De acordo com o documento, consultado hoje pela Lusa, os rendimentos registaram uma subida de 2,4% face a 2024, enquanto os gastos cresceram 7,73%, uma diferença que esteve na origem do prejuízo de 1,38 milhões de euros, superior ao resultado negativo do ano anterior, que foi de 800 mil euros.

A análise do município aponta que este desempenho se deve sobretudo ao aumento das despesas com pessoal, à aquisição de serviços, ao consumo de energia, à manutenção de instalações e a amortizações.

Ainda assim, a autarquia enquadra estes resultados num “contexto de incerteza internacional”, marcado pelo prolongamento do conflito na Ucrânia, tensões no Médio Oriente e instabilidade económica global, fatores que pressionaram os custos e condicionaram a gestão financeira municipal.

No plano orçamental, a receita total cobrada atingiu 13,79 milhões de euros, mais 2,17 milhões do que em 2024, correspondendo a uma taxa de execução global de 80,92%.

As receitas correntes apresentaram uma execução de 89,39%, com destaque para as transferências correntes, que ascenderam a 5,6 milhões de euros, bem como para os impostos diretos, que ultrapassaram 1,26 milhões de euros, e para as taxas e multas, com cerca de 839 mil euros.

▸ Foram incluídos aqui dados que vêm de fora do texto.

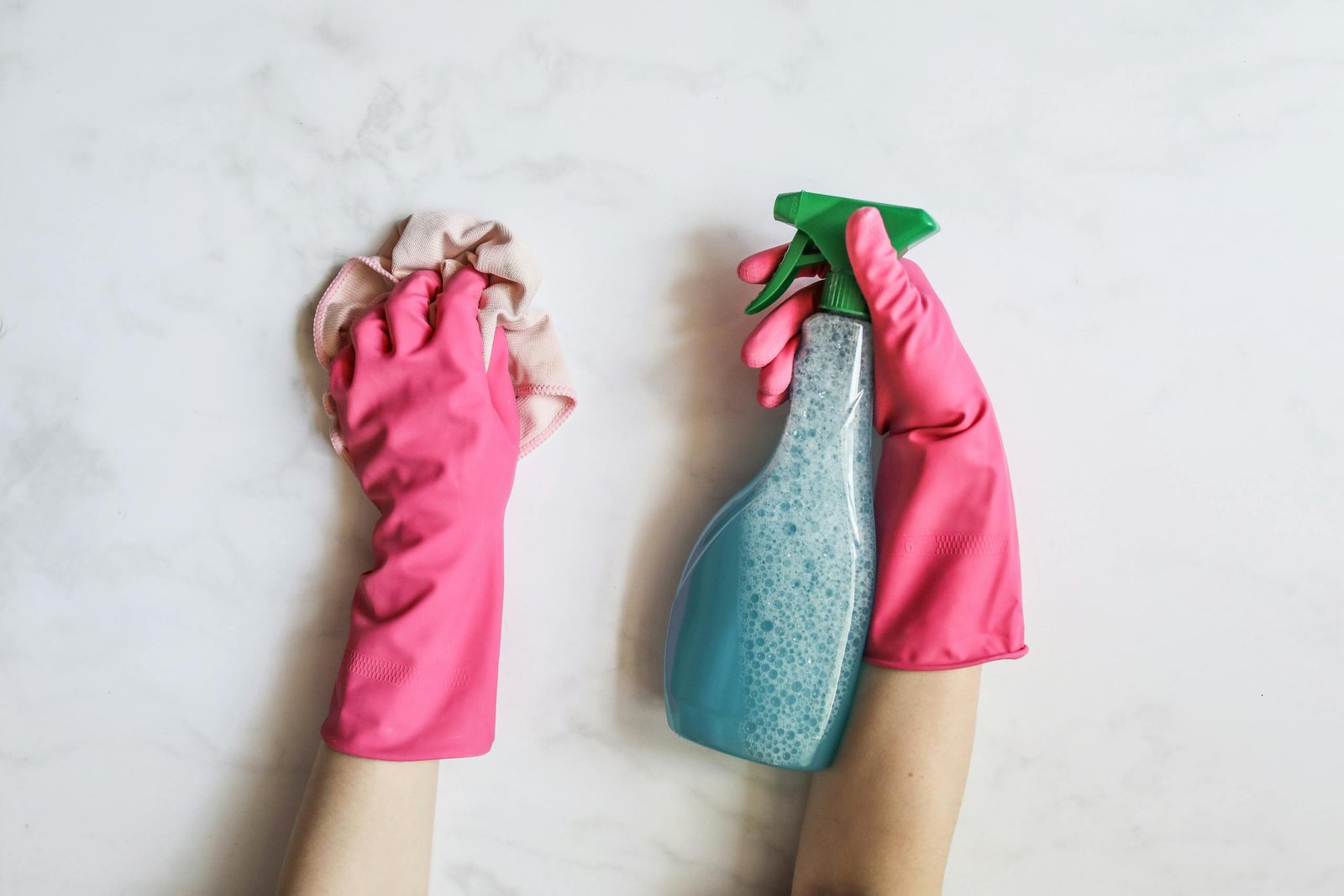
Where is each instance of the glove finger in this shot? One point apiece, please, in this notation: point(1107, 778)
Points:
point(759, 266)
point(501, 385)
point(370, 335)
point(773, 333)
point(407, 311)
point(878, 269)
point(342, 372)
point(457, 331)
point(776, 376)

Já as receitas de capital registaram uma taxa de execução de 65,39%, mantendo-se abaixo do total previsto.

Do lado da despesa, o município pagou 11,83 milhões de euros, o que corresponde a uma execução de 69,38% da dotação corrigida, mais dois milhões de euros do que o ano anterior.

As despesas correntes apresentaram uma taxa de execução de 86,28%, enquanto as despesas de capital se fixaram nos 46,59%, devido à não concretização de parte do investimento previsto.

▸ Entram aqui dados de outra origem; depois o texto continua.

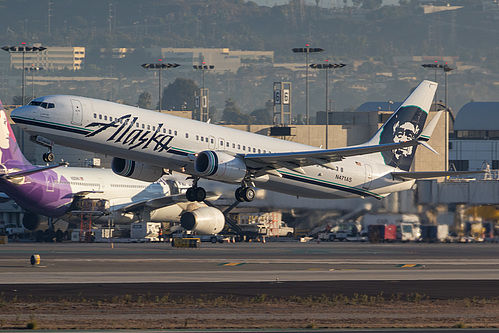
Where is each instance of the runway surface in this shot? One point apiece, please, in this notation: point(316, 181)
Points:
point(440, 271)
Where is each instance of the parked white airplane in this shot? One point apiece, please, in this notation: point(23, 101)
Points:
point(146, 142)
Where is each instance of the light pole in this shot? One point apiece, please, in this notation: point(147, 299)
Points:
point(159, 66)
point(307, 50)
point(435, 66)
point(327, 66)
point(23, 49)
point(203, 103)
point(446, 68)
point(32, 69)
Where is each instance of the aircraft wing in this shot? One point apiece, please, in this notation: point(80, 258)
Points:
point(85, 193)
point(163, 201)
point(28, 172)
point(432, 174)
point(296, 160)
point(4, 197)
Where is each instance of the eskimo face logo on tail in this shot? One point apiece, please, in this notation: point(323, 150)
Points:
point(125, 131)
point(405, 125)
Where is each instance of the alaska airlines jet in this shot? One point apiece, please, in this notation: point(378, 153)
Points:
point(146, 142)
point(55, 192)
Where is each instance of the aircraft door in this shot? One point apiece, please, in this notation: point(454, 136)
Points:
point(221, 144)
point(369, 176)
point(211, 142)
point(77, 112)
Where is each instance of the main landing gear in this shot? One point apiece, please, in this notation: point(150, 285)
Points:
point(243, 193)
point(195, 193)
point(48, 156)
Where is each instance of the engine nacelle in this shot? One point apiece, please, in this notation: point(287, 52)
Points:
point(204, 221)
point(220, 166)
point(136, 170)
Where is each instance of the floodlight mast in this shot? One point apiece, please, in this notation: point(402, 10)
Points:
point(307, 49)
point(23, 49)
point(159, 66)
point(327, 66)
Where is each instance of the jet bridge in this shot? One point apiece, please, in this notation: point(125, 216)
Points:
point(458, 191)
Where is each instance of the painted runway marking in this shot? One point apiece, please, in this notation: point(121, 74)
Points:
point(231, 264)
point(408, 265)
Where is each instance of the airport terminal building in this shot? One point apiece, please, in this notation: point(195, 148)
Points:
point(475, 141)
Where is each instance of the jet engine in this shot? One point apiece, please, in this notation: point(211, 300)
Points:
point(136, 170)
point(218, 165)
point(204, 221)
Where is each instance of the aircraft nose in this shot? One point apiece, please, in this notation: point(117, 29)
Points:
point(21, 112)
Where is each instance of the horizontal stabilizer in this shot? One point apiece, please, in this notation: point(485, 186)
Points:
point(432, 174)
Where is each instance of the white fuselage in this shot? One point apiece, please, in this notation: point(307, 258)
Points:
point(171, 142)
point(118, 192)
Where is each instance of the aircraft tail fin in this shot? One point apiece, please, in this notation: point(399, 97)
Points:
point(406, 124)
point(9, 149)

Apesar do resultado líquido negativo, a autarquia sublinha que “foi cumprido o princípio do equilíbrio orçamental”, com as receitas correntes a superarem as despesas correntes em cerca de 314 mil euros.

O exercício gerou um saldo de gerência de 3,44 milhões de euros, resultante do diferencial entre receitas e despesas e do saldo transitado do ano anterior.

Ao nível da estrutura de custos, os gastos com pessoal (4,5 milhões de euros) e os fornecimentos e serviços externos (2,9 milhões de euros) representaram mais de 67% das despesas totais, sendo apontados como os principais fatores de pressão financeira.

A análise funcional da despesa indica ainda que as funções sociais, incluindo educação, ação social, habitação, ambiente e cultura, concentraram cerca de 74% dos gastos, “evidenciando a prioridade atribuída à resposta às necessidades da população”, lê-se no documento, já aprovado por unanimidade pelo executivo e pela assembleia municipal.

No plano financeiro, a dívida total teve um aumento de 332 mil euros, representando um aumento de cerca de 14,35%, com um crescimento particularmente expressivo na dívida a fornecedores e fornecedores de investimento. A divida do município está agora fixada nos 2,6 milhões de euros.

Na análise global, o município considera que 2025 foi marcado por um aumento generalizado dos custos, associado à execução de políticas públicas nas áreas sociais, habitação, proteção civil e cultura, destacando que o resultado negativo reflete sobretudo “esse esforço de investimento e funcionamento dos serviços municipais”.

A Câmara da Golegã é liderada por António Camilo, de um movimento independente, desde 2021.